On April 27th, the California Supreme Court ordered the California Bar to postpone the Summer exam session and work to find a way to deliver the exam remotely in the Fall.  Other state bar associations across the country are considering similar measures as well.  Further, in mid-April, The College Board, which oversees the SATs, announced that it would be administering the college entrance exam remotely in the event that schools remain closed through the Fall of this year.  And according to Kaplan, several major graduate school admissions exams are moving online in response to COVID-19 concerns as well.

The biggest hurdle all of these organizations will face is how to embrace remote proctored testing while still maintaining the integrity and security of these exams.  For years, online testing has been proctored remotely via a single webcam on the test-taker's computer or laptop, and this format makes it very easy to cheat.  While the proctor can see the test-taker as they're taking the exam and they ask them to point the webcam around the room before the exam begins to verify that there are no study materials in view or anyone else in the room helping them, it's all too easy for someone to walk into the room later and stand just out of the narrow field of view that a standard webcam provides.  Many students have even admitted to simply sticking notes directly next to the webcam's lens on their laptop where they're completely out of view of the camera at all times.

That's why many institutions have been reluctant to adopt remote proctoring solutions for critical exams—relying instead on live test centers.  But these centers were already becoming too over-crowded and too costly to operate long-term.  And with COVID-19 forcing these centers and even exam facilities at universities to close, the immediate need for a truly secure remote testing platform has become critical to the future of education, training, and certification around the world.

Proctor 360, an EdTech startup based in the Washington DC area, is launching a new testing platform that allows students to take any exam remotely—even paper-based exams—at any time with complete security.  Proctor 360's patented 360-degree testing cam is shipped to students when they register to take an exam online, their identity is verified prior to the exam, and the proctor is able to capture a complete view of the testing environment throughout the entire testing session.

When the exam is over, the student simply drops the 360-degree headset in the mail to return it using a pre-printed shipping label.  And if there is ever a concern about a student's testing session, Proctor 360 archives the 360-degree video of the entire testing session for later review if needed.

In early 2019, Proctor 360 completed a small funding round via an online public offering on Start Engine to raise the initial money to complete manufacturing development of their headset design and build out their online remote testing platform.  With design and development complete, they're now beginning to onboard client organizations and administer exams.

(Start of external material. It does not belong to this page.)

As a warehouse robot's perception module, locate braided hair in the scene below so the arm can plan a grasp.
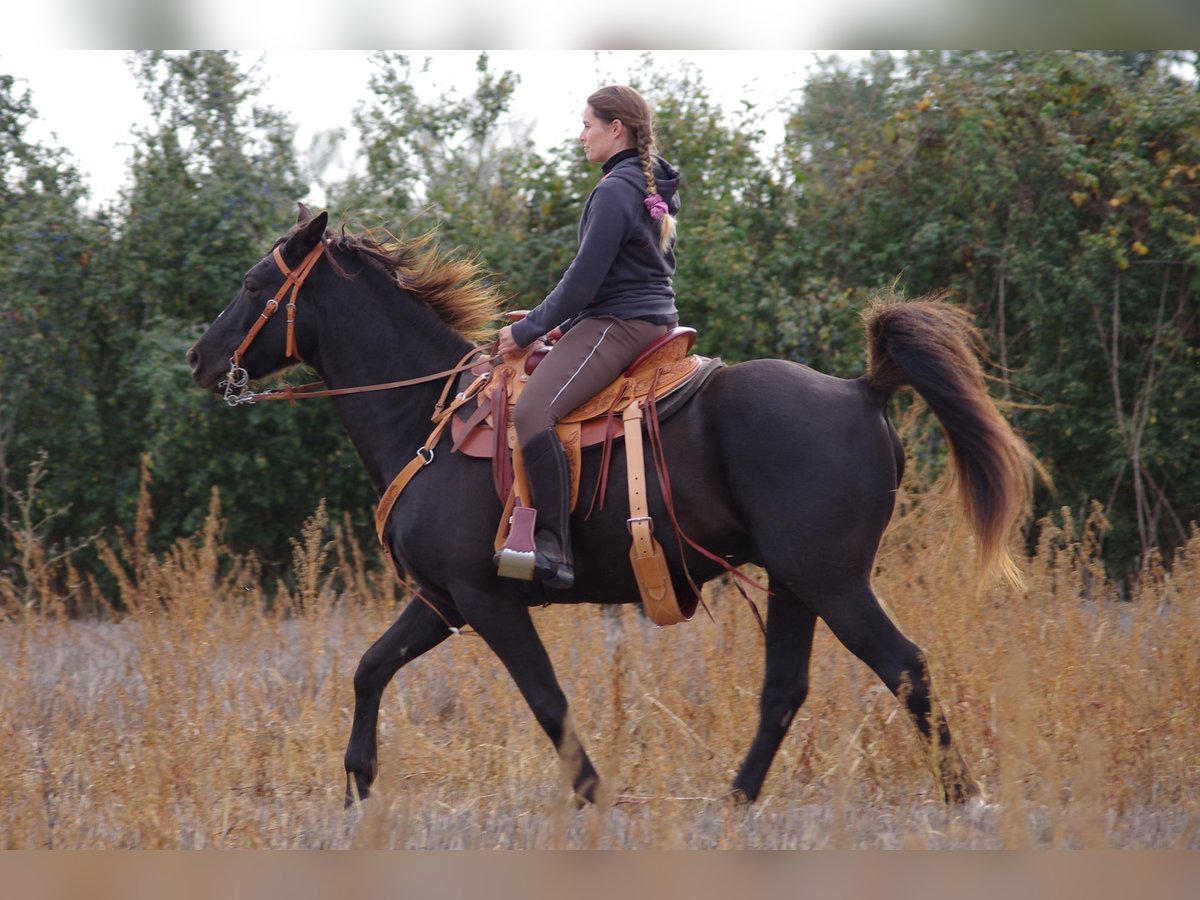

Because their use of 360-degree camera technology for the purpose of remote proctoring is patent-pending, it isn't likely that any other online testing platform will be able to offer the same kind of security.  And with the increasing need for secure, cheat-proof exam delivery, Proctor 360 is poised to capture a substantial portion of the remote testing market—particularly among institutions that place a high value on the validity of critical exam results.

"Remote proctored exams are becoming a new reality for many organizations that have avoided them in the past," says Bathula, who also owns and operates two live testing centers in the D.C. area that have been affected by the pandemic.  "Fortunately, we've found a way to solve their biggest problem with existing services, and we're working to expand our service as quickly as possible to meet the growing demand for our secure platform."